Left, Sedona Benjamin and professor of writing and linguistics Joanna Schreiber, Ph.D.

Georgia Southern University associate professor of writing and linguistics Joanna Schreiber, Ph.D., and senior Sedona Benjamin are working together to highlight trends in professional and technical editing to figure out the best inclusive editing practices. 

While there has been a lot of research done on technical writing practices, technical editing is still a largely untapped subject. Schreiber said the research is important because of the significant role editors play in technical content creation.

“Editors develop the guidelines for content across platforms, and this perspective is crucial for ensuring effective and inclusive content,” Schreiber said. “The goal of this project is to bring together industry and academic perspectives to build a new model or framework for technical editing that can be taught in the classroom and applied in the workplace.”

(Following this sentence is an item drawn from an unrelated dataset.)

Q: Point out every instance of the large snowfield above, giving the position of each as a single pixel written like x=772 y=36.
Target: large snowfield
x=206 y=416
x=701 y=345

Currently Schreiber and Benjamin are in the process of surveying and interviewing editors and editing instructors about their approaches to accessible content, relationships between branding and information design, and inclusive content.

Benjamin said the advocacy and inclusivity aspects of the research have inspired her to incorporate inclusivity into her personal and professional life.

“This research project focuses heavily on advocating for people with disabilities, multilingual users and other commonly marginalized groups, which has shown me how I can incorporate advocacy and inclusivity into my career,” Benjamin said. “After beginning this project, even in my daily life I’ve started noticing failures of inclusivity, accessibility and user experience, such as missing or broken doors on handicap stalls in public restrooms. This project continues to teach me about the importance of inclusive practices, not only in technical editing, but in all areas of life.”

Through the project, Schreiber has been able to help Benjamin develop specific skills related to editing and research, including coding data, developing effective survey and interview questions, research ethics, indexing manuscripts and writing conference proposals.

Benjamin said working with Schreiber has helped her become a better student and professional.

“Working with Dr. Schreiber has been an extremely valuable experience,” Benjamin said. “She has helped me to build confidence for my career goals by guiding me through our research and allowing me to work independently on certain aspects of the project. Dr. Schreiber truly cares that I understand the information of our research project, and she is very supportive of my education and career goals.”

Schreiber and Benjamin are currently co-authoring a paper, “Updating Technical Editing Models for Accessibility and Advocacy,” and they will present preliminary findings about accessibility and inclusive content at the Association for Computing Machinery’s Special Interest Group on Design of Communication this fall.